1931 — The Bank of Coffey
In January, 1931, the Bank of Coffey was robbed. The two young male bandits entered the bank at about 1:30 p.m. on a Thursday and took over $800 in cash. Cashiers W.T. Siple and J.G. O'Hare were in the bank and W.A. Patridge entered the bank while the holdup was in progress. The robbers took money from the cashier drawers and some silver from the vault. Money in the big safe in the front window was apparently overlooked. The robbers put the three citizens in the vault, but failed to lock the door. The thieves evidently escaped to the north in a Ford sedan.
Still More Crime
1856 — County's First Stabbing
Larkin Packwood, claiming he was robbed of hogs and cheated of corn at a grinding mill, stabbed John T. Dougherty to death during a brawl near the river mill. He was held in the old pit jail on the Gallatin square, tried on a change of venue to Caldwell County, and convicted of murder in the first degree. In January, 1858, this ruling was overturned by the Supreme Court in Jefferson City, finding that Packwood had acted in self-defense.

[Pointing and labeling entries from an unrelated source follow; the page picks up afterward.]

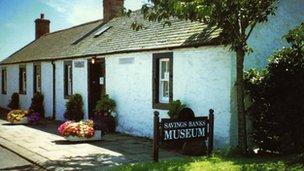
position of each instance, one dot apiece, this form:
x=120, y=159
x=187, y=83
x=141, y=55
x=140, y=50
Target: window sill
x=163, y=106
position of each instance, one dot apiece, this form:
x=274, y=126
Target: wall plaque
x=79, y=64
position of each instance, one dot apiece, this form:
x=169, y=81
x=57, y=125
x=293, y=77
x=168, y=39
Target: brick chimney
x=111, y=9
x=42, y=26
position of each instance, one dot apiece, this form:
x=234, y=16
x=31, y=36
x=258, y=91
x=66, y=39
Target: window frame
x=22, y=79
x=3, y=83
x=35, y=80
x=157, y=57
x=66, y=74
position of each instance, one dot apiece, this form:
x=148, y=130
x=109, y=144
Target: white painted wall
x=201, y=79
x=80, y=83
x=79, y=86
x=47, y=87
x=13, y=86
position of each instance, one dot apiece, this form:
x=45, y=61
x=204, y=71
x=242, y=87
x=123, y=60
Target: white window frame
x=164, y=97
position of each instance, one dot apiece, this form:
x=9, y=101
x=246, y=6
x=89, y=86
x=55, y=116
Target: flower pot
x=97, y=136
x=24, y=120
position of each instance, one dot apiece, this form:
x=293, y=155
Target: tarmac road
x=11, y=161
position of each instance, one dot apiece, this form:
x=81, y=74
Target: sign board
x=194, y=129
x=197, y=128
x=101, y=80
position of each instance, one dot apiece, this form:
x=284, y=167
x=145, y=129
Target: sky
x=17, y=17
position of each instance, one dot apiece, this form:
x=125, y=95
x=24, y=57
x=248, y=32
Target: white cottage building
x=141, y=70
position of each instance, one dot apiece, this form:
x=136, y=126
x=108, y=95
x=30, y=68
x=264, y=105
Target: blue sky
x=17, y=18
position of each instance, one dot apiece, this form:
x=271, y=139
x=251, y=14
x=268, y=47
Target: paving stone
x=41, y=144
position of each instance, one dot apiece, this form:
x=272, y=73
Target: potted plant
x=104, y=116
x=79, y=131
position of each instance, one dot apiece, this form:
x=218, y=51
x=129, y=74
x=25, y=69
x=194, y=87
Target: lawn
x=218, y=162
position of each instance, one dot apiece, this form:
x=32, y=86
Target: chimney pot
x=111, y=9
x=42, y=26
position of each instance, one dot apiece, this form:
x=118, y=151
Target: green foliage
x=37, y=104
x=277, y=97
x=105, y=104
x=175, y=107
x=216, y=163
x=14, y=103
x=74, y=108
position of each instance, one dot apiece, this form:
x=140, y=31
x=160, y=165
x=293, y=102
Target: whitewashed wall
x=13, y=86
x=79, y=86
x=201, y=79
x=46, y=87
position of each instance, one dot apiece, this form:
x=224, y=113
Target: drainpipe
x=54, y=90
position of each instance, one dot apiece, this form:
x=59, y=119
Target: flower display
x=16, y=115
x=83, y=129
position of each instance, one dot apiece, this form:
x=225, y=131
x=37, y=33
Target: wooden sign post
x=198, y=128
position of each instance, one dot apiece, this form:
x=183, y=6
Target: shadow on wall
x=90, y=162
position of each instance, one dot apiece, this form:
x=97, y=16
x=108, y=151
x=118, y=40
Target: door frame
x=89, y=70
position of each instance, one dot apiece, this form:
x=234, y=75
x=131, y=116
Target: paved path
x=42, y=145
x=11, y=161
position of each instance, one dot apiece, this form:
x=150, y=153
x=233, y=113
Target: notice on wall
x=79, y=64
x=178, y=130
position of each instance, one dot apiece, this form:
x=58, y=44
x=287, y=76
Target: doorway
x=96, y=82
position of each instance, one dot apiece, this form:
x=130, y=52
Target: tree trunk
x=242, y=133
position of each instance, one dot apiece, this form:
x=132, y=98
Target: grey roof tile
x=119, y=38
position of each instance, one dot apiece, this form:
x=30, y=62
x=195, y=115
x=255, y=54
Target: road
x=11, y=161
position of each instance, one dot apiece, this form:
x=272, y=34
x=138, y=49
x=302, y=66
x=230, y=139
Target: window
x=4, y=81
x=68, y=79
x=162, y=80
x=22, y=80
x=37, y=78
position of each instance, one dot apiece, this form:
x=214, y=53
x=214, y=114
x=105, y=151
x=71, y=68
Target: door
x=97, y=86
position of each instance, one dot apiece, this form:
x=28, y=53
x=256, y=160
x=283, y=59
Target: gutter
x=115, y=52
x=54, y=90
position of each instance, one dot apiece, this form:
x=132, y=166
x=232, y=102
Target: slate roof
x=79, y=41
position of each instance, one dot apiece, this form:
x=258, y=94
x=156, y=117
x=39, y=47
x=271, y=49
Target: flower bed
x=79, y=131
x=23, y=117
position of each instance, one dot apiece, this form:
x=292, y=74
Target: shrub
x=277, y=96
x=175, y=107
x=37, y=104
x=74, y=108
x=105, y=105
x=14, y=103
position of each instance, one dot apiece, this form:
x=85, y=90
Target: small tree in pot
x=104, y=111
x=14, y=103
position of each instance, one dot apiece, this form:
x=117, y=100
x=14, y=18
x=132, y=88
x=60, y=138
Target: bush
x=277, y=97
x=105, y=105
x=14, y=103
x=37, y=104
x=74, y=108
x=175, y=107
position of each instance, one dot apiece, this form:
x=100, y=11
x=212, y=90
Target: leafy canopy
x=232, y=16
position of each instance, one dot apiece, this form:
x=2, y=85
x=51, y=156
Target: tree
x=236, y=19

1982 — Kidnapping ...then Murder
Rosalyn Nelson, the 34-year-old mother of 9year-old Jennifer Barden who was abducted from her Gallatin home just months before (and later discovered dead in Oklahoma), was charged with murdering her husband in an Aug. 6 arson fire. Mrs. Nelson was sentenced to two years probation.

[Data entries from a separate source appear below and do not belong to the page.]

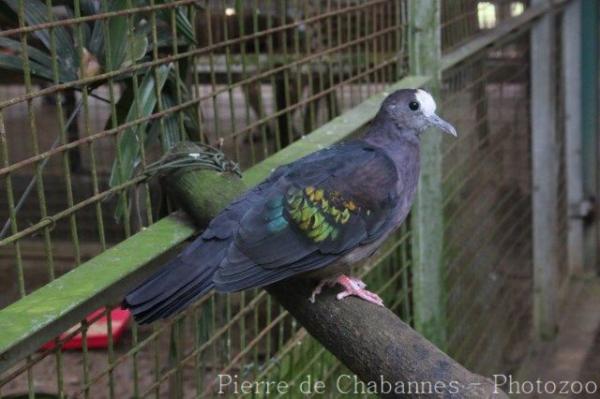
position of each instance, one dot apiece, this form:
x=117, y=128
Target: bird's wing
x=312, y=213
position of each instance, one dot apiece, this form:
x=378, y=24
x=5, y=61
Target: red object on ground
x=97, y=334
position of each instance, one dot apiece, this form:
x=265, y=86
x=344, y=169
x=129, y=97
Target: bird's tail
x=178, y=283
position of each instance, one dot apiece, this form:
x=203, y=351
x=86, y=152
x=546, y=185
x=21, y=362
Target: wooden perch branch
x=370, y=340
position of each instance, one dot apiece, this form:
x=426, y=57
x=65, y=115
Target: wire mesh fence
x=487, y=182
x=94, y=91
x=249, y=77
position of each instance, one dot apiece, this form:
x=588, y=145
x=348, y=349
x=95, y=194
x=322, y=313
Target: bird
x=312, y=218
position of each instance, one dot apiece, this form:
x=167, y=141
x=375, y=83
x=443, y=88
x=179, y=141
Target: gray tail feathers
x=178, y=283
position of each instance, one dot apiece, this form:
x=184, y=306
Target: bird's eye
x=413, y=105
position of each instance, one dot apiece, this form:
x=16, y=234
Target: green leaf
x=183, y=24
x=125, y=48
x=37, y=13
x=128, y=144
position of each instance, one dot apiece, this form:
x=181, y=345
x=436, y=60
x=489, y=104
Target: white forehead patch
x=427, y=102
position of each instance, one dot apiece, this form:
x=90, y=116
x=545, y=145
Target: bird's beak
x=442, y=124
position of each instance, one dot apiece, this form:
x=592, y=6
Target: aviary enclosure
x=92, y=92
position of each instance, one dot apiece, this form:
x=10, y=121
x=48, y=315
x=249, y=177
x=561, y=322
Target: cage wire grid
x=255, y=76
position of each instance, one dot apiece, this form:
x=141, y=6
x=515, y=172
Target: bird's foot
x=353, y=287
x=325, y=282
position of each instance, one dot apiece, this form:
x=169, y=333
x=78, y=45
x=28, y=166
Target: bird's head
x=414, y=109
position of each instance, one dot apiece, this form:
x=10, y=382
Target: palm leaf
x=37, y=13
x=129, y=142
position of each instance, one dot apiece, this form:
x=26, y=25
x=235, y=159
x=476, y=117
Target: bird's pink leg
x=355, y=287
x=352, y=287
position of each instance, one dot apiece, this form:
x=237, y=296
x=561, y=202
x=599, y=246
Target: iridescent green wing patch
x=319, y=213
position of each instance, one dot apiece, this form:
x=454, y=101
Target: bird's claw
x=356, y=287
x=352, y=287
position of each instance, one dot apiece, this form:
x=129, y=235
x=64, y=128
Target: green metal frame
x=589, y=122
x=425, y=58
x=37, y=318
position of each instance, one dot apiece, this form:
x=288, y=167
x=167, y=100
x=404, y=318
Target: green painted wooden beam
x=589, y=124
x=428, y=286
x=30, y=322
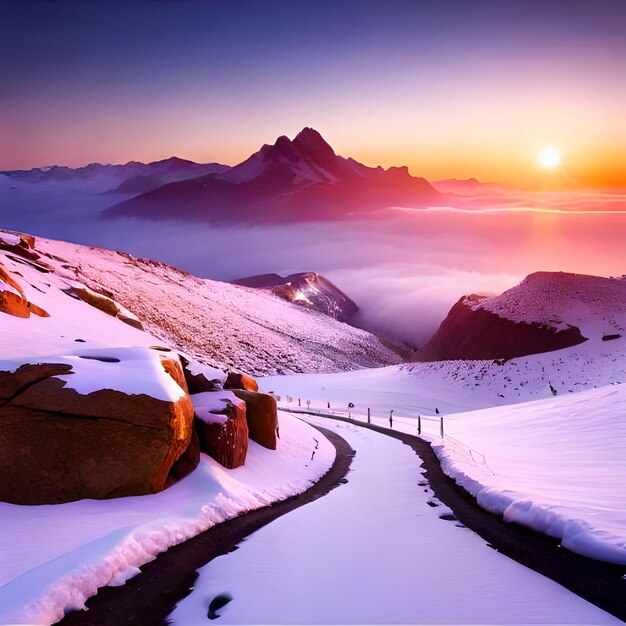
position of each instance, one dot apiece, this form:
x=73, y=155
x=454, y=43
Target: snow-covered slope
x=106, y=177
x=55, y=556
x=295, y=180
x=556, y=465
x=547, y=311
x=230, y=326
x=594, y=304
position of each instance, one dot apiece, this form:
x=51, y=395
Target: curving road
x=383, y=549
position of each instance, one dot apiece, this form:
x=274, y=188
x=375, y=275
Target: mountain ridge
x=291, y=180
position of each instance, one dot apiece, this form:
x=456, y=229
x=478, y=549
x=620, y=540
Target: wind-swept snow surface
x=54, y=557
x=375, y=551
x=556, y=465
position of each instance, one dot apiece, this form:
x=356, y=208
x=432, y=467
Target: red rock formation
x=262, y=417
x=475, y=333
x=240, y=381
x=198, y=383
x=224, y=435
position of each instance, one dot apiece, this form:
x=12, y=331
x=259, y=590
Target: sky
x=449, y=88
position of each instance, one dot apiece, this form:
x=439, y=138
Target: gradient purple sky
x=449, y=88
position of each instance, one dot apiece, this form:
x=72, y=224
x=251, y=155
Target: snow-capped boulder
x=547, y=311
x=472, y=332
x=262, y=417
x=64, y=436
x=105, y=304
x=200, y=377
x=187, y=461
x=221, y=426
x=240, y=381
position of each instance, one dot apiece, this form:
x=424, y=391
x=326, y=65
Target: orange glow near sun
x=549, y=157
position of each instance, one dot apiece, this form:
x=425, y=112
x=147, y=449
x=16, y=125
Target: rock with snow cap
x=222, y=427
x=58, y=443
x=262, y=417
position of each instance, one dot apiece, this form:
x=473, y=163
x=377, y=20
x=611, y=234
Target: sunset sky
x=451, y=89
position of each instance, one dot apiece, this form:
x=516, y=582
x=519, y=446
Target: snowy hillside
x=547, y=311
x=230, y=326
x=88, y=399
x=555, y=465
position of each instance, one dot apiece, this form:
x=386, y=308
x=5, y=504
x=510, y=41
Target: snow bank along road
x=150, y=596
x=377, y=551
x=603, y=584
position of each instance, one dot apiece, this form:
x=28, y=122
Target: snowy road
x=376, y=551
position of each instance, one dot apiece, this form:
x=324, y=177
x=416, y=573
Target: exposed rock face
x=105, y=304
x=201, y=378
x=240, y=381
x=262, y=417
x=223, y=435
x=12, y=298
x=475, y=333
x=292, y=180
x=57, y=445
x=307, y=289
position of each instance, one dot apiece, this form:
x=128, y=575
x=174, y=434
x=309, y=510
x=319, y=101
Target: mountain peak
x=310, y=140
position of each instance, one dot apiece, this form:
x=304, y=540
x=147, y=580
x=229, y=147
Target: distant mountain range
x=292, y=180
x=130, y=178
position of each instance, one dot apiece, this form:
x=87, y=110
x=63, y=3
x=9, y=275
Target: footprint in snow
x=220, y=600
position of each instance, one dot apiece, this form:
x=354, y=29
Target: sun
x=549, y=157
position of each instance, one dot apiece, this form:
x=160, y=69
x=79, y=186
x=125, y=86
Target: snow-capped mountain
x=292, y=180
x=307, y=289
x=131, y=177
x=547, y=311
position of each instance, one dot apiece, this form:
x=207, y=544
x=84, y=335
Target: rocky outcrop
x=57, y=445
x=222, y=431
x=472, y=332
x=13, y=300
x=240, y=381
x=105, y=304
x=262, y=417
x=307, y=289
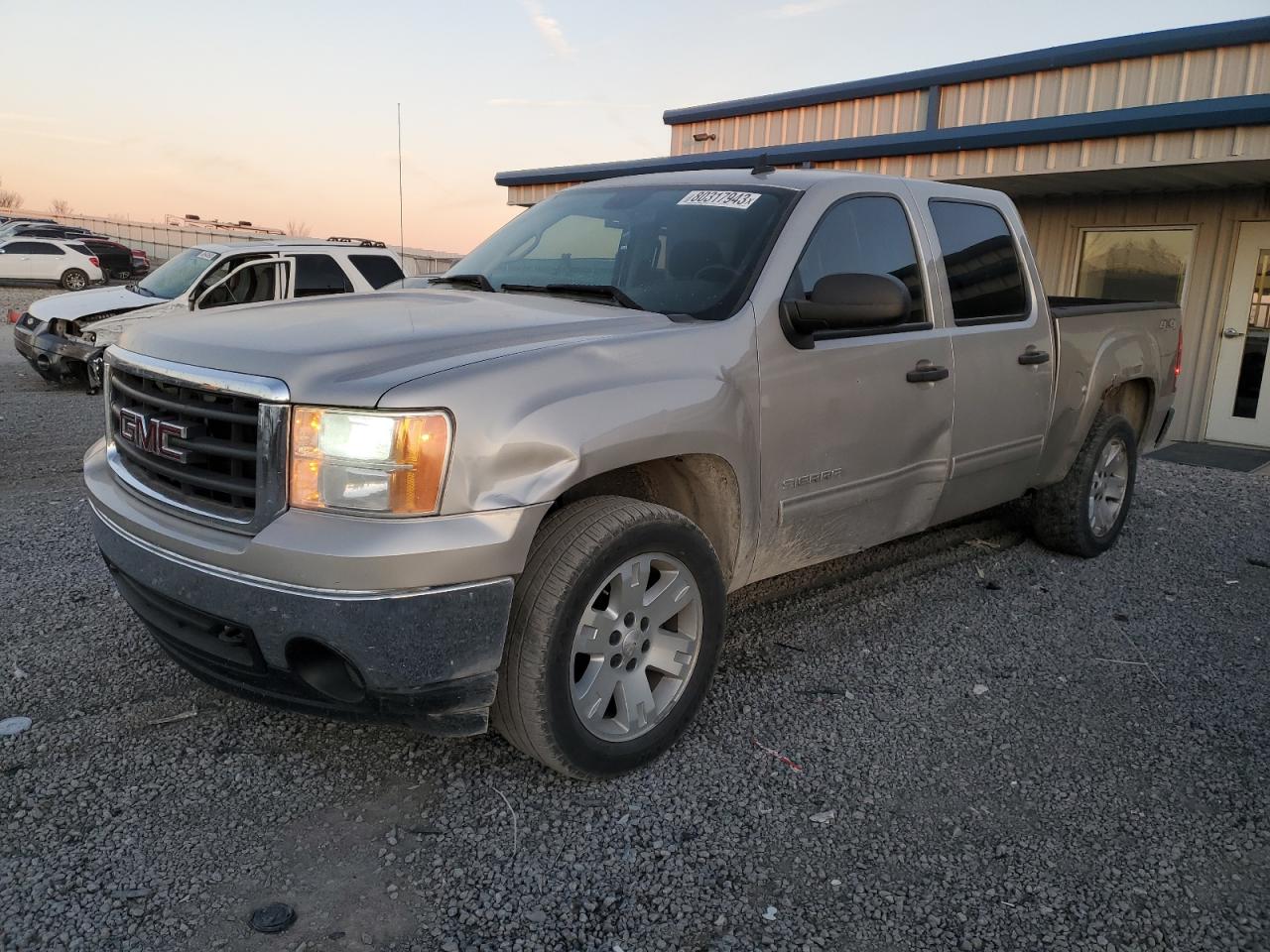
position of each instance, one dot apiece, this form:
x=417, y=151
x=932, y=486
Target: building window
x=1147, y=264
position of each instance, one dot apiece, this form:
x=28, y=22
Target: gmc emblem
x=151, y=434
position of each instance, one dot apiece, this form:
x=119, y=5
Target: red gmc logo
x=151, y=434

1982 — Double-murder Suicide
A deranged George Page approached the Tom Bergman farm northwest of Gallatin with revenge in his heart for business dealings gone sour. He thought Bergman owed him $20,000 for his work prospecting for gold in Alaska during the summer of 1980. By the time the 30-year-old man put a gun to his mouth and killed himself, he had devastated three families and robbed 13 children of their mother or father. Killed were Kevin Bergman, 16, Carl Bergman, 12, and the mother of nine children, Mary Bergman. Also murdered was John Ed Ramsbottom, an electrician who happened to be working at the Bergman farmstead at the time.